Two words every marketing team wants to avoid? “Security breach.” Here’s what your team can learn from the Twitter hack and the Canva and Facebook data breaches to avoid costly brand repercussions.
A security breach is the bane of any company, but the impact isn’t limited to the company’s IT/infosec teams and the finance department. Marketing teams, who are often on the frontlines of protecting the brand’s reputation as well as public-facing communications with customers and press, know all too well that if their customers’ data is compromised, the reputation of the brand is also compromised. And that can be devastating.
One of the most common causes of data security breaches? Poor password hygiene. Many employees are likely to reuse easy-to-remember passwords and store and share passwords in non-secure places, mainly because their daily tasks are demanding enough. The best way for a company to stop breaches is to set password guidelines and encourage employees to be more invested in the overall security of the company—because every team is affected when a breach occurs.
Here are three dramatic “cautionary tales”—the Twitter hack, Canva breach, and Facebook breach—and what your marketing team can learn from them to avoid a brand reputation disaster.
The cyberattack: Social engineering
How they did it: Through a coordinated social engineering attack that targeted Twitter employees in summer 2020, hackers were able to gain entry to the company’s internal systems and publish fake tweets seemingly from celebrities and high-profile figures, including President Barack Obama and Kim Kardashian, promoting a bitcoin scheme.
What your company can learn: The cybercriminal in this scenario posed as Twitter’s own IT department to gain access to the company’s servers through its employees. To avoid something like this at your business, make sure employees are able to distinguish a real email from a phishing email, and prep them on things to look out for in internal communication so they can know whether or not a request for credentials is legitimate.
Canva data breach
The cyberattack: Data breach
How they did it: A well-versed hacker was able to unencrypt, access, and download data from 139 million user passwords, as well as expose the passwords of 4 million Canva customers in this data breach.

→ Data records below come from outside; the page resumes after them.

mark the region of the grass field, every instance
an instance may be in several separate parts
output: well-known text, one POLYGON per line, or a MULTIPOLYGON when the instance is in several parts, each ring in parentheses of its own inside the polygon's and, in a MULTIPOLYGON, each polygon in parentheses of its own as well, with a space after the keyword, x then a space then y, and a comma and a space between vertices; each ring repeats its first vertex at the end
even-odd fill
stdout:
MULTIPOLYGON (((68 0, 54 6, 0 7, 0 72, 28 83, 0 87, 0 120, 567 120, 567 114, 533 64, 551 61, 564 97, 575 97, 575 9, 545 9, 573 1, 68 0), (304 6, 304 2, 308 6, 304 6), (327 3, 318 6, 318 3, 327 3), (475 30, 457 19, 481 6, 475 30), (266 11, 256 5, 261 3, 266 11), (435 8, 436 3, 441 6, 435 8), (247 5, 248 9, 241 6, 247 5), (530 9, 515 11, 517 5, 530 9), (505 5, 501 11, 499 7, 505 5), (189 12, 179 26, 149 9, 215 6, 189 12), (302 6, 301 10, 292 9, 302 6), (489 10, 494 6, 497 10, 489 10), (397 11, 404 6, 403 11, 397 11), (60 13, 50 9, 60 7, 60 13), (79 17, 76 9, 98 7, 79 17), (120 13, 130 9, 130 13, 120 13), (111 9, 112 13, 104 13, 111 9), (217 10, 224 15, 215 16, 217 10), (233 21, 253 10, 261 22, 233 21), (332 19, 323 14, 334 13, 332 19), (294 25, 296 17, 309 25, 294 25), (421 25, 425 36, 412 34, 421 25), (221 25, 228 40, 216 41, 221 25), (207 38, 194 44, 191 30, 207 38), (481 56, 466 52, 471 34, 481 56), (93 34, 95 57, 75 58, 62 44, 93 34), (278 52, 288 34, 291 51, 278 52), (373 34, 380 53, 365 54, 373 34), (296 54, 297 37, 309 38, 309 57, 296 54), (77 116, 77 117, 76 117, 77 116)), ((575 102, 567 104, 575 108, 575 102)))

What your company can learn: How many customers are in your database? This number can determine the reach and damage of a potential hack—both from a monetary and a public image standpoint.
Facebook data breach
The cyberattack: Data breach
How they did it: Hackers accessed and exposed 600 million Facebook passwords that had been stored in plain text for over seven years.
What your team can learn: The reason a password hack can be so effective is because of the number of users that reuse passwords for multiple accounts, including ones that are meant to protect sensitive data.
Data breaches and hacks can happen to even the most tech-savvy companies, and the culprits are often compromised employee passwords. Marketing teams, who often have access to databases of company and customer data, are acutely aware of the potential disaster of a breach or hack. The security breach cost is not only financial but also greatly impacts the brand’s reputation.
What it means for your customers
Consumers are more aware than ever of social media privacy issues and social media security issues, especially given the recent hacks over the years of major companies that they trust, like the Twitter and Facebook data breaches, and the slew of cyberattacks in 2021. A security incident can sever a customer’s relationship with a brand forever.
What your company can do to stop breaches
- Make sure your team is aware of the realities and impact of a security incident at your company. A strong security culture is the #1 defense against a data breach—in addition to tech, security is a human problem. Your company’s security solutions should align with their beliefs and existing behaviors.
- Implement a social media governance plan. Social media can be a major asset to any company, but understanding the security risks of third-party apps is essential. Policies for social media use, plus strategies for when a security incident occurs, are the first steps to preventing a breach.
- Set guidelines for password use. Set your team up with the right tools like a password manager to ensure that passwords are strong, securely stored, and never reused.
- Get security alerts. The best way to mitigate the cost of a cybersecurity incident is to act quickly. The sooner you know of a breach, the sooner you can develop a plan of action.